Geçen gün kendisine cevaben ‘‘Anneciğim Serdar Turgut’un canı yok mu? Her gün yazdığı yetmezmiş gibi neredeyse gazetenin her sayfası için birer yazı yazacak. Üstelik hiçbir yazısı da eften püften değil’’ dedim. Ne dese beğenirsiniz?

‘‘O erkek’’ dedi.

- Yani?

- Yanisi şu: Onun bütün işi yazmak. Seninse evkadını olarak da sorumlulukların var.

Bu cevap da pek yenilir yutulur gibi değil, ama ‘‘Erkek olduğu için daha akıllı, daha yetenekli’’ demediğine şükür.
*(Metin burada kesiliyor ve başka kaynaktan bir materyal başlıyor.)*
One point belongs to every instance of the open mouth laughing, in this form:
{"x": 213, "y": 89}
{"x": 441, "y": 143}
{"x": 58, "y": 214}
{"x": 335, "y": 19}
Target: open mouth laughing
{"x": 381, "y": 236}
Anlaşıldı. Haftada en az iki kere evdeki dolap nevinden her şeyi boşaltıp yeniden düzeltmezsem anneme kendimi beğendirmem mümkün değil.

***

KOZAKÇIOĞLU

Geçtiğimiz hafta Hayri Kozakçıoğlu’nun kızına yaptığı düğünle ilgili bir Mış-Muş yazmıştım. Yazıyı faksladıktan sonra bazı gazetelerde düğün değil sade bir nikah töreni yapıldığına dair yeni haberler çıktı. Annemin tepkisini görseydiniz, Kozakçıoğlu ailesi ile bir yakınlığı var zannederdiniz. Mış-Muş’un yayımlandığı gün bir de Hayri Kozakçıoğlu aramaz mı... Avantaj tamamen anneme geçti. ‘‘Kızım, sen sen ol bundan böyle üstünden zaman geçip de doğruluğu teyit edilmemiş haberlerden Mış-Muş falan yapma’’ dedi. Annem bu defa haklı.

Mış muş...

- Stresli kadınlar kız çocuk doğuruyormuş.

Kocası erkek çocuk isteyen kadınların uydurmasıdır bu. Adamı ‘‘Beni üzersen kız doğururum’’ diye korkutacaklar.

***

- Ecevit ‘‘Affı içime sindiremedim’’ demiş.

Siz de mi?

***

- Depremde yaptığı yüzlerce ev çöken Veli Göçer, ‘‘Vicdan azabı çekmiyorum’’ demiş.

‘‘Vicdan’’ı yok ki ‘‘azabı’’ olsun.

***

- Kleopatra aslında ‘‘Kozmetik güzeli’’ymiş.

O günden bugüne kadın kısmında bir değişiklik yok.

***

- British Airways’in 2000’de çocuk doğurmak için hamile kalan 600 hostesi ‘‘Büyük tesadüf’’ demişler.

600 kadını aynı gün dölleyen ‘‘tesadüf’’ hakikaten büyük olmalı.